Three days after Jokowi's visit to Palembang, Subianto met with thousands of his loyalists and supporters in Batam, the capital city of Riau Islands Province.
During the gathering held on Mar 13 in the coastal city that shares the sea border with Singapore, Subianto called on his loyalists to secure the votes of eligible voters cast in ballot booths.
"Please, secure the ballot booths!" Subianto stated while addressing several thousand supporters, who enthusiastically listened to his speech.
This founder of the Great Indonesia Movement (Gerindra) Party also encouraged his loyalists to continue to work hard ahead of the convening of the presidential race on April 17, or 34 days from today.

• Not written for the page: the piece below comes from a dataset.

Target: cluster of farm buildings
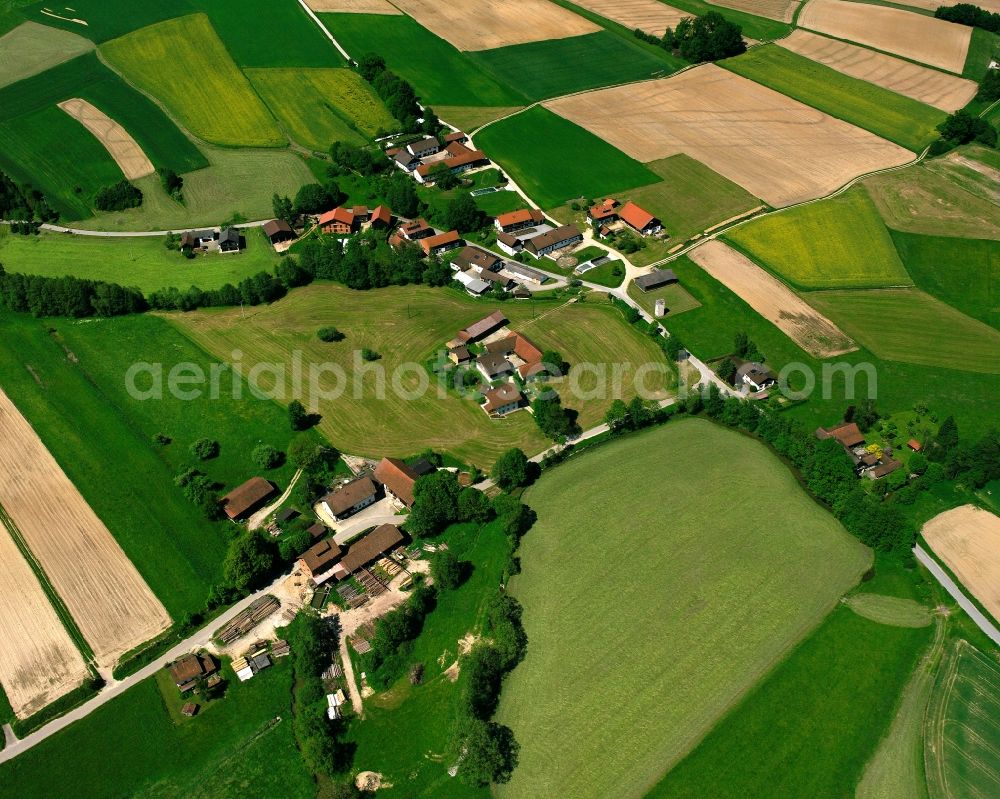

Subianto then urged his loyalists to convince their family members, neighbors, colleagues, and the people, at large, whom they come across at any place, to elect the Subianto-Uno pair.
Subianto, who has selected Uno, the former deputy governor of Jakarta and businessman-turned-politician, as his running mate in competing with his tough contender Jokowi, further expressed belief that his loyalists cannot be bribed.
He urged all community members to not be easily influenced by the practices of money politics ahead of the upcoming parliamentary and presidential elections, emphasizing that "not all Indonesians can be bribed or 'purchased.'"
Apart from the tough struggles of both Jokowi and his contender Subianto for winning the upcoming presidential race, the General Elections Commission (KPU) must be able to ensure that this people's fiesta of democracy is held fairly and peacefully.